His gallery is in the neighborhood of Nima, a predominantly Hausa section with broad quiet streets full of life yet mellow - very reminiscent of parts of Niamey.
If I do make it to Accra on a Fulbright, I think this is the neighborhood I want to live in.
We hung out for a good 8 hours straight, and it never really got awkward, which is a first for me in true cross-cultural friendships, and I genuinely like the animations we did together.

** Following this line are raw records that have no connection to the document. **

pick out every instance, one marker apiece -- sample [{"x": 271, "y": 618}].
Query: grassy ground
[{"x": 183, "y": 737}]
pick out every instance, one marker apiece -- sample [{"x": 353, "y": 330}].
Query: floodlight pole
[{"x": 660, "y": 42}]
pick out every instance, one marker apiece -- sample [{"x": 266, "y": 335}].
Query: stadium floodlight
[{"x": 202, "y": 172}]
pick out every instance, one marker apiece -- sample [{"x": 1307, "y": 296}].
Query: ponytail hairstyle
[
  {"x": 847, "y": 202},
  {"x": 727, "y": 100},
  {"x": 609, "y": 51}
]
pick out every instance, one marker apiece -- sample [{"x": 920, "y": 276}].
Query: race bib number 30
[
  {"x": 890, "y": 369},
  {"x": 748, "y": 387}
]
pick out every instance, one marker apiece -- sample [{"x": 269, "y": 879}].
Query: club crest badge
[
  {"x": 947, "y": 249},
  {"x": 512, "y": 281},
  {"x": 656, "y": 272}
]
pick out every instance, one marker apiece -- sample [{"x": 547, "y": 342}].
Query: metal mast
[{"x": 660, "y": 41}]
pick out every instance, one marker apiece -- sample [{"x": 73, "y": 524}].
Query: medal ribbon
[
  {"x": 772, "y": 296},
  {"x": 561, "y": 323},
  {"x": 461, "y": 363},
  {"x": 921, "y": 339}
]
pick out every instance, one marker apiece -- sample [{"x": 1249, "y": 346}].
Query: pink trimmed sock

Like I said, it is not earth shattering (hell, it doesn’t even have a concept behind it), but its not pedantic, it is enjoyable to watch, it meshes well with his physical work, and the digital tools we covered really seem to hold promise as part of his practice.


Some more photos of the day
an umbrella-repair shop in Nima
his very first job out of school
a storefront in the neighborhood, and another one of his first posters (thats joe lara in american cyborg!)
Akirash’s coffee table made from plastic bottles
This was part of Christopher Robbins’ residency at the Kokrobitey Institute, in Ghana, in June 2006. You can see more photos from the trip here.
June 29th, 2006 at 11:56 am
LOVED the description, the day you both spent, the art, the motivations! Right on! Yer ma would be proud, and all yer family and friends I am sure.
July 1st, 2006 at 12:11 pm
Sounds like a fantastic day and experience. Perhaps you can think of how to have others have opportunities for comparable experiences.
October 29th, 2006 at 12:33 pm
I spent the last three month in this room and with this man…he pictures you took mean a lot to me! If you are there all the time you donĀ“t think of taking pictures and now that I am back in Germany I miss all this a lot…and of course also the man!!!